Ambassador of Qatar to the United States
- Incumbent
- Assumed office December 2016
- Monarch: Tamim bin Hamad Al Thani
- Preceded by: Mohammed Jaham Al Kuwari

Personal details
- Children: 3
- Alma mater: American University

= Meshal bin Hamad Al Thani =

Qatari diplomat

Sheikh Meshal bin Hamad Al Thani is the State of Qatar ambassador to the United States of America.

== Education ==
Al Thani earned a Master's degree in international relations from the American University in Washington, DC.

== Diplomatic career ==
Al Thani started his diplomatic career in May 1997 at the Department of European and American Affairs at the Ministry of Foreign Affairs where he stayed until August 1998. Following his service at the Ministry of Foreign Affairs he joined the Qatari Mission to the UN in New York, where he remained till September 2000. From October 2000 to October 2004, he served as a member of the Qatari diplomatic mission in Washington D.C. In November 2004 he became a member of the Qatari diplomatic mission in the Belgian capital, where he acted as the Qatari Liaison with NATO. After his service as Ambassador of Qatar to Brussel, from October 2007 to July 2011, Al Thani served as the Permanent Representative of the State of Qatar to the United Nations till October 2013. The next three years he was the Qatari Ambassador to France. Since 2016, Al Thani has been the ambassador of the State of Qatar to the United States of America.
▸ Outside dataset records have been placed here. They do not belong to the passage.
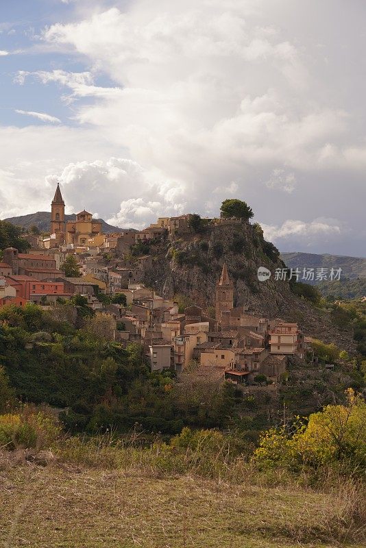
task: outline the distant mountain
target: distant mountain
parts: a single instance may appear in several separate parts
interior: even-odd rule
[[[281,258],[290,269],[342,269],[341,277],[356,279],[366,277],[366,258],[311,253],[282,253]],[[301,281],[301,280],[300,280]],[[311,283],[311,282],[308,282]],[[319,282],[315,282],[317,284]]]
[[[65,215],[65,221],[75,221],[76,215]],[[49,231],[49,223],[51,222],[51,213],[48,211],[38,211],[36,213],[30,213],[29,215],[21,215],[19,217],[9,217],[4,221],[11,223],[12,225],[16,225],[22,228],[29,229],[35,225],[42,232]],[[102,219],[95,219],[101,223],[101,229],[105,234],[108,232],[123,232],[127,229],[114,227],[108,225]]]

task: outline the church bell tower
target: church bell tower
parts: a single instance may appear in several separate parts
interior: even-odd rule
[[[222,312],[234,308],[234,284],[223,263],[220,279],[216,284],[216,319],[221,321]]]
[[[56,238],[63,243],[65,234],[65,203],[58,183],[51,204],[51,234],[56,234]]]

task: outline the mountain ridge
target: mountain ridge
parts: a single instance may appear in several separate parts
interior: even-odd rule
[[[65,215],[65,221],[75,221],[75,219],[76,215],[75,214]],[[94,220],[101,222],[102,232],[106,234],[108,232],[123,232],[125,230],[131,229],[114,227],[108,224],[102,219],[95,219]],[[51,212],[48,211],[37,211],[36,213],[29,213],[27,215],[8,217],[8,219],[4,219],[3,221],[26,229],[34,225],[42,232],[49,232],[51,222]]]
[[[342,269],[341,277],[356,279],[366,277],[366,258],[352,257],[346,255],[332,253],[310,253],[300,251],[282,253],[281,259],[289,268],[339,269]],[[317,280],[306,283],[317,285]]]

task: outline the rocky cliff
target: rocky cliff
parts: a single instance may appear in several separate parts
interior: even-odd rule
[[[258,225],[222,224],[206,227],[199,234],[173,237],[151,247],[153,266],[145,282],[161,295],[183,294],[204,308],[215,305],[215,290],[223,262],[234,282],[234,304],[272,317],[297,321],[306,334],[334,342],[352,349],[352,334],[334,327],[326,312],[315,308],[291,290],[288,281],[276,281],[276,269],[284,268],[276,248],[263,238]],[[258,269],[271,272],[265,282],[258,279]]]

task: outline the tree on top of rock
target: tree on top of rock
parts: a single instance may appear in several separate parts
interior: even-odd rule
[[[252,208],[246,202],[234,199],[224,200],[221,203],[220,211],[221,217],[236,217],[246,221],[254,215]]]

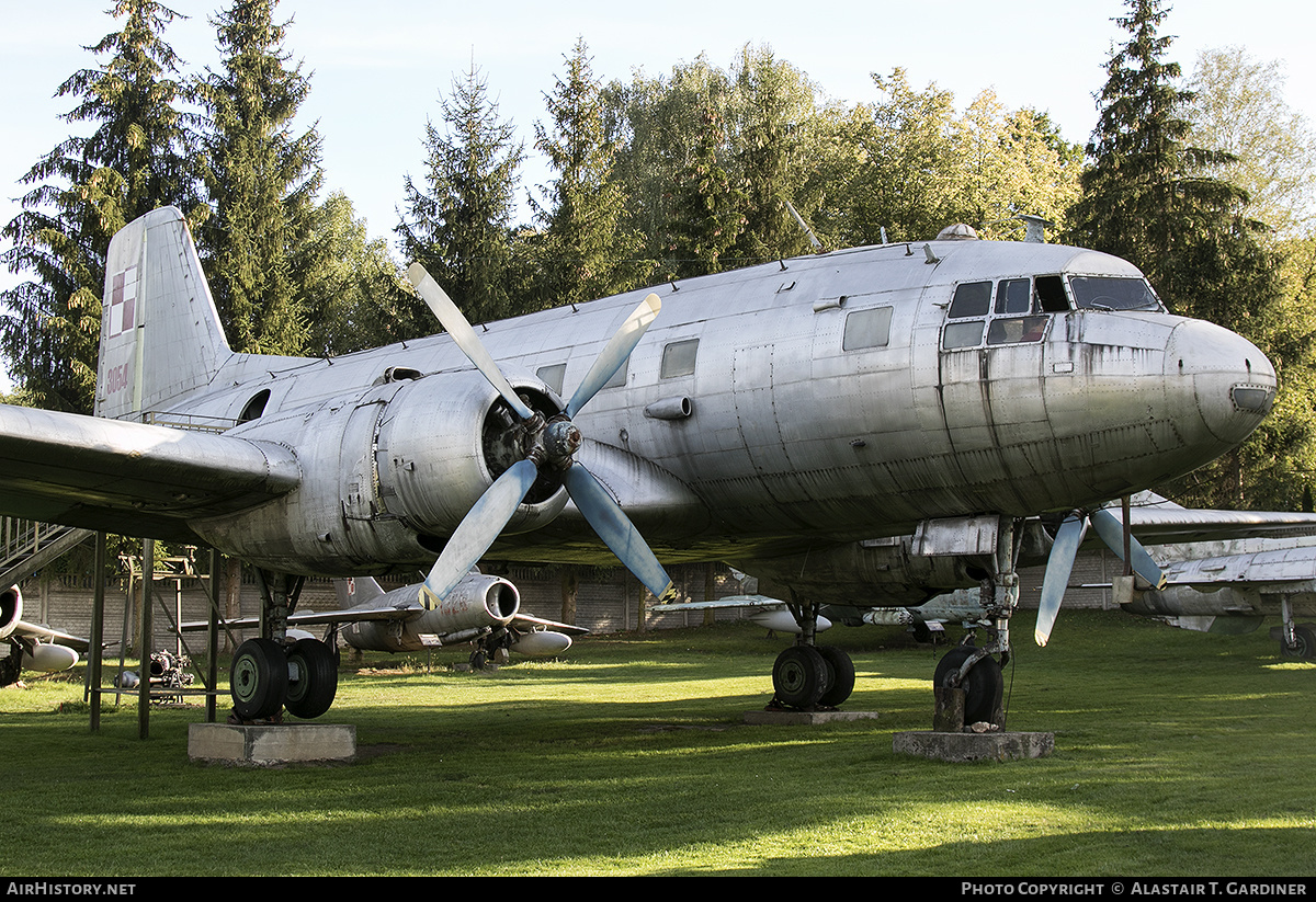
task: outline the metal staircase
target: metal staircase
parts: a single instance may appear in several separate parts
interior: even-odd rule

On 15 January 2021, Al Thani launched the Qatar-USA 2021 Year of Culture as the host of a concert with the Minister of Culture and Sports of Qatar Salah bin Ghanem Al Ali and Greta C. Holtz, Chargé d’affaires of the United States Embassy in Qatar. This concert marked the start of a year of special curated exhibitions and bilateral exchanges in both countries. In the same month Al Thani received the Medal of Distinguished Public Service from the United States Department of Defense.

He is a member of the Metropolitan Club of the City of Washington DC.

== Publications ==
- The World Cup gave Qatar an opportunity to enhance worker protections, The Washington Post, 2022
- Qatar's Ambassador on why the Middle East deserves the opportunity to host soccer's biggest event, CNN, 2022

== Personal life ==
HH Meshal Al Thani is married with three children. He has a son is called Mohammad bin Meshal Al Thani and 2 Daughters, however the daughter’s names are yet to be found.